Jakarta akhirnya memilih. Banyak lembaga survey yang kemudian terkejut dengan hasil yang berbeda dari apa yang selama ini dimuculkan. Jokowi –Ahok akhirnya menjadi ‘Penantang Berat’ melawan kandidat Petahana Fauzi Bowo- Nachrowi. Dimana hasil quick count Indobarometer dan LSI kedua-duanya menyatakan kemungkinan akan berlangsungnya Putaran Kedua.
Apa yang sebenarnya terjadi didalam perilaku politik pemilih Ibu Kota Negara tersebut ? Mengapa Jokowi –Ahok bisa menjadi pilihan bagi representasi ikon perlawanan dibandingkan empat kandidat non incumbent lainya?

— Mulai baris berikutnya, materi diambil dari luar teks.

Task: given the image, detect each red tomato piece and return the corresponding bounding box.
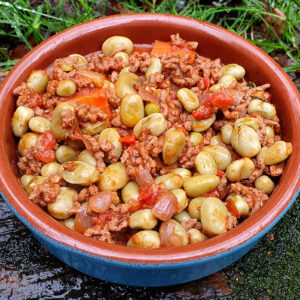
[211,93,235,108]
[217,170,225,178]
[192,106,214,120]
[119,133,136,145]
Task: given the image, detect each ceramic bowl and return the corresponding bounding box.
[0,14,299,287]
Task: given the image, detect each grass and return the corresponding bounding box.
[0,0,299,72]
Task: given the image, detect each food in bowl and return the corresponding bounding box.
[12,34,292,249]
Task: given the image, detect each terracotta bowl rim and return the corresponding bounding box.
[0,13,299,264]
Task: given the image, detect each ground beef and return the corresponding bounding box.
[162,53,200,87]
[14,82,43,109]
[170,33,198,50]
[194,57,222,83]
[138,129,163,158]
[202,128,215,145]
[213,119,235,131]
[147,73,170,89]
[226,215,238,230]
[84,226,112,243]
[61,108,76,129]
[266,164,284,177]
[87,53,126,73]
[178,140,201,169]
[216,175,229,199]
[105,87,121,108]
[76,103,108,124]
[248,159,265,183]
[181,219,202,231]
[29,175,63,207]
[18,148,43,175]
[78,185,99,202]
[128,51,151,73]
[230,182,268,213]
[99,139,119,163]
[121,142,157,178]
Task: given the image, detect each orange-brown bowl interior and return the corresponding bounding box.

Dua hal ini menjadi menarik untuk dilihat sebagai sebuah fenomena prilaku politik para pemilih dalam menjatuhkan pilihanya yang tidak saja merepresentasikan Jakarta, namun menurut hipotesis saya juga merepresentasikan keadaan Pilkada langsung diberbagai daerah.
Badai 10 % (sepuluh persen) bagi incumbent
Ada satu variabel yang saya curigai dalam setiap pemilukada dan ini sudah terbukti dari beberapa riset yang saya lakukan. Termasuk dalam peristiwa Pilkada DKI Jakarta. Hal tersebut adalah terjadinya penurunan signifikan bagi kandidat incumbent pada satu bulan terakhir yang angkanya berkisar 10 % ke bawah, dalam pilkada kota palu misalnya sebulan sebelum pilkada hasil survei yang di rilis oleh IDEC (indonesia development engineering consultant) dengan margin eror sebesar 2 % menempatkan pasangan Rusdy Mastura dengan presentasi kemenangan sebesar 42 %. Hasilnya pasangan Rusdy Mastura-Mulhanan tombolotutu hanya memperoleh 32 % ( tiga puluh dua persen) pada hari pemilihan 2010.
Demikian pula pada saat pilkada Gubernur Sulawesi tengah dimana Gubernur Incumbent dan wakil Gubernur Incumbent maju secara terpisah di dua pekan terakhir masing-masing kandidat tersebut justru mengalami penurunan dibawah 5% (lihat hasil survey IDEC)
Tak jauh berbeda dengan pemilukada Walikota Kota Palu dan Propinsi Sulawesi Tengah tersebut, dalam Pilkada DKI dimana LSI melansir Survei yang dilakukan sejak 22-27 Juni 2012, mematok angka kemenangan Foke 43,7 persen, dengan margin of error survei 4,8 persen. Hasilnya dari quick count sementara Fauzi Bowo- Nachrowi memperoleh suara sebesar 34,7 %.
Belajar dari ketiga kasus diatas, hipotesis saya menyangkut badai 10 % menjadi semakin kuat. Ada beberapa faktor yang menyebabkan hal tersebut bisa terjadi.
Pertama, hasil survey yang dirilis oleh lembaga survey dalam waktu terlalu dekat dengan masa pemilihan akan membuat seluruh elemen tim lainya kemudian bergerak untuk mengoptimalkan ketertinggalan mereka atas incumbent atau mereka yang diprediksikan memiliki jumlah suara tertinggi.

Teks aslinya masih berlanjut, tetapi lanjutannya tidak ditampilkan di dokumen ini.